7.14 Working with Duplicates
7.14.1 Problem
You've just imported a new set of rows
into
your buffer tables. However, you forgot to delete the previous
import. Now you have a table with some duplicate rows. You need a set
of tools to eliminate these duplicates and to prevent them from
occurring in the future.
Let's say that you uploaded some data from your
sales agent to the Bookstore table; however, due to a mistake in the
code, the upload doubled some rows:
BookId Name Quantity Price Type
----------- ------------------------ ----------- ------- ----------
1 Software Engineering 5 15.00 Manual
2 Modern Operating Systems 7 20.00 Reference
3 Learn SQL 15 18.00 Textbook
4 Learn Advanced SQL 1 8.00 Textbook
5 JavaScript Tutorial 5 10.00 Textbook
6 Modern Operating Systems 7 20.00 Reference
7 Learn SQL 15 18.00 Textbook
7.14.2 Solution
We'll demonstrate a technique for dealing with
duplicates on the Bookstore table. Please note that the BookId column
is always unique and that it is used for identifying otherwise
duplicated rows. This will be useful when only one representative of
a duplicated set needs to be singled out.
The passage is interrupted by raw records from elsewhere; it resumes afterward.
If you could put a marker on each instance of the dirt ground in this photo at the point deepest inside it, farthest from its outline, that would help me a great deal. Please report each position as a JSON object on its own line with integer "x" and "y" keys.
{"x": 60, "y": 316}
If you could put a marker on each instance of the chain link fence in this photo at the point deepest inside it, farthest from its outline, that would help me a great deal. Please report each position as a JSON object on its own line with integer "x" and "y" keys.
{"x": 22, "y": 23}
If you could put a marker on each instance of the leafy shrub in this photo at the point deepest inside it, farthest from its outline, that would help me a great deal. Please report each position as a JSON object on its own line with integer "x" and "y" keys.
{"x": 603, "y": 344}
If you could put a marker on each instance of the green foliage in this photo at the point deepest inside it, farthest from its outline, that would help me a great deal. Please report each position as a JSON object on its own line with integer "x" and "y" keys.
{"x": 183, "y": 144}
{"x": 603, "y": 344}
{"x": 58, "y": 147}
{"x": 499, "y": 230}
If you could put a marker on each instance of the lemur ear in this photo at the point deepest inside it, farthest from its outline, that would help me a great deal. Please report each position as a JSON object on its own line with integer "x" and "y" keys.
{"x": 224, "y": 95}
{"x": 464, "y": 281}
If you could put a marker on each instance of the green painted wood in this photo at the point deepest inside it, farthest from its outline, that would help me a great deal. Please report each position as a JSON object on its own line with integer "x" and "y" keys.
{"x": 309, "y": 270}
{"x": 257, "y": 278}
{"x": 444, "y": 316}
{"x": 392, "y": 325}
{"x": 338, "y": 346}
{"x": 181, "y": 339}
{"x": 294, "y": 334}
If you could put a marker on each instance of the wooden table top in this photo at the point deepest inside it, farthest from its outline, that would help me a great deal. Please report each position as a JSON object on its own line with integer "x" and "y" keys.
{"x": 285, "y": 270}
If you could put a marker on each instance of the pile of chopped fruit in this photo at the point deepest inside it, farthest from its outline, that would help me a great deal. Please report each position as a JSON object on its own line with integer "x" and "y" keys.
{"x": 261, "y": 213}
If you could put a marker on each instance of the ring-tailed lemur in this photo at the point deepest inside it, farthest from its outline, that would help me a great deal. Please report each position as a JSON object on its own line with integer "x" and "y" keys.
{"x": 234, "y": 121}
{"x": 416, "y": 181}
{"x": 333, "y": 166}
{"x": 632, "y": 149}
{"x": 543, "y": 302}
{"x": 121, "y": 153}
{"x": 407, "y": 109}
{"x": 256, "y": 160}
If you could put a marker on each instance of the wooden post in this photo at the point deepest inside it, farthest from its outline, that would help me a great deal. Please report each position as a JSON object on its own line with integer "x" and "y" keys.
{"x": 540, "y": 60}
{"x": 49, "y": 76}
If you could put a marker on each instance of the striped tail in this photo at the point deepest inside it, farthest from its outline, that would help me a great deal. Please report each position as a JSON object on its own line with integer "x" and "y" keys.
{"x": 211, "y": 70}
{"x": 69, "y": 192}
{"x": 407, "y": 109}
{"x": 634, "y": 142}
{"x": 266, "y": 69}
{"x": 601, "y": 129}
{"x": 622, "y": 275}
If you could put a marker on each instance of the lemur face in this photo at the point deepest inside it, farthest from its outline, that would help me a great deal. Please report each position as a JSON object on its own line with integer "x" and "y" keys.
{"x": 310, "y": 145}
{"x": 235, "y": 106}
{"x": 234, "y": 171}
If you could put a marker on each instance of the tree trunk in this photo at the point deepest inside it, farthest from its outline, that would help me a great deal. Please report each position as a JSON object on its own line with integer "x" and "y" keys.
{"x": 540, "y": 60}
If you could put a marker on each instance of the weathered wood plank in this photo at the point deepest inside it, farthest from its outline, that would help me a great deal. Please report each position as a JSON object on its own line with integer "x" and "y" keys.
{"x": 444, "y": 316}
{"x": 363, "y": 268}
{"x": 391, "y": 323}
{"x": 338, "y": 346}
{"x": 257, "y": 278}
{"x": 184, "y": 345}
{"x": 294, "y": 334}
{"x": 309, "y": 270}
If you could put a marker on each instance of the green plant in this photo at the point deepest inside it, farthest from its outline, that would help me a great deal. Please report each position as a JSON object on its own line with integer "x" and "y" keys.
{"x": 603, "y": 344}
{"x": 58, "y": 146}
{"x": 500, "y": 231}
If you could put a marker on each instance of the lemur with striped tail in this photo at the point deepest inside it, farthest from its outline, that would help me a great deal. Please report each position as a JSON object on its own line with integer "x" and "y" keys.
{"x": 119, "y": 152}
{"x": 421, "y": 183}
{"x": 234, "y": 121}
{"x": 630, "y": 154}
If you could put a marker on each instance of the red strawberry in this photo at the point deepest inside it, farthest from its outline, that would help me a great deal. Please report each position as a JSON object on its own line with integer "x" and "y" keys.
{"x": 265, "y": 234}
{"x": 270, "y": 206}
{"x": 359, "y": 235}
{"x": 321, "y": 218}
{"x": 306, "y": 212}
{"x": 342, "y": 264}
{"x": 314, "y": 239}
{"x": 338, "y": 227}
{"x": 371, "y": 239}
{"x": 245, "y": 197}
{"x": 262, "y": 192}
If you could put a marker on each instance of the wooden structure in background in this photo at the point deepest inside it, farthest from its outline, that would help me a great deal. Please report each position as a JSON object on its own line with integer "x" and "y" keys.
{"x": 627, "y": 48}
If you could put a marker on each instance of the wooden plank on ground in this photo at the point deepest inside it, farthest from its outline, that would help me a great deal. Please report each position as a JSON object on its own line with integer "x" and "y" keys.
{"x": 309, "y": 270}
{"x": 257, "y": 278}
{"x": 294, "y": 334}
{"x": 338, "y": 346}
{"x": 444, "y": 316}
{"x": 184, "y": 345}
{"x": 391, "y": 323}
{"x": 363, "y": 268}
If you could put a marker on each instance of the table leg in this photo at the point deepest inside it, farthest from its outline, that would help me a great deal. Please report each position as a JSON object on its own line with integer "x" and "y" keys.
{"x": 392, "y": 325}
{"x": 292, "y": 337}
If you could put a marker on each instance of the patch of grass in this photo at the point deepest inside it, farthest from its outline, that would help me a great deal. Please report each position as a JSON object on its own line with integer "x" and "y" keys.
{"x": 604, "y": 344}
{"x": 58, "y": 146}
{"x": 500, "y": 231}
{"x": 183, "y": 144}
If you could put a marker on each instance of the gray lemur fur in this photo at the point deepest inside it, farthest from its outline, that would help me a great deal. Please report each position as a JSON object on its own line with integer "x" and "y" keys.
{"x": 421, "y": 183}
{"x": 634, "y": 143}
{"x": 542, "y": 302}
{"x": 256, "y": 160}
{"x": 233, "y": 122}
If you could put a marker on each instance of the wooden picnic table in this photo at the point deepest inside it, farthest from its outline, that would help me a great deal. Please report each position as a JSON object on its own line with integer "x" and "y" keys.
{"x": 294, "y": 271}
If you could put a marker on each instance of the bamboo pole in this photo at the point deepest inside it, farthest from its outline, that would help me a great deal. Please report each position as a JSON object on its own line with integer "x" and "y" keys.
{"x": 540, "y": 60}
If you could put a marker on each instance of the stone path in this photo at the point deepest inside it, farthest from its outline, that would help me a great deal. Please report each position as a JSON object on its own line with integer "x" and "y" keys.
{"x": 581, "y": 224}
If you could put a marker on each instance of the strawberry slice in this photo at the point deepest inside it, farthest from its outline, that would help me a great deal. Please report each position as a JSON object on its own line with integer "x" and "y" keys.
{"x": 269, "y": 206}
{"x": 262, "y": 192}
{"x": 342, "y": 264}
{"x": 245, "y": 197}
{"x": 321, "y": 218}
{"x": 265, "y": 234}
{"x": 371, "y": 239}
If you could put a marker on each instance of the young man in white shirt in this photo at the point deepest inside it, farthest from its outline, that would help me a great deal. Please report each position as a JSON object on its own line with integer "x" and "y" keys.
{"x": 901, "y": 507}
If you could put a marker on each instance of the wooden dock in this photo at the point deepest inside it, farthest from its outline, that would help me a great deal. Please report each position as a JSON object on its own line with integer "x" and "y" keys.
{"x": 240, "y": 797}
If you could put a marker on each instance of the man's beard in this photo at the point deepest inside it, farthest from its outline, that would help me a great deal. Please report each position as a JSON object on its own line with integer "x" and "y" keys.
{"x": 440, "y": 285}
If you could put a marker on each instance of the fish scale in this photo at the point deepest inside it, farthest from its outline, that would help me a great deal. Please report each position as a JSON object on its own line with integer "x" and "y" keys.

The queries in this recipe show different ways to count duplicate
rows, report on duplicate rows, extract nonduplicated rows, and
eliminate duplicate rows.
7.14.2.1 Reduction
The term reduction refers to
the
elimination of duplicate rows. The following query returns all
nonduplicate rows from the Bookstore table:
SELECT DISTINCT * FROM Bookstore
Because the DISTINCT keyword was used, any two rows containing the
same set of values will be combined into one row in the
query's result set. Because this query includes the
primary-key column BookId, it's of no practical use
in our particular case; some books still appear twice.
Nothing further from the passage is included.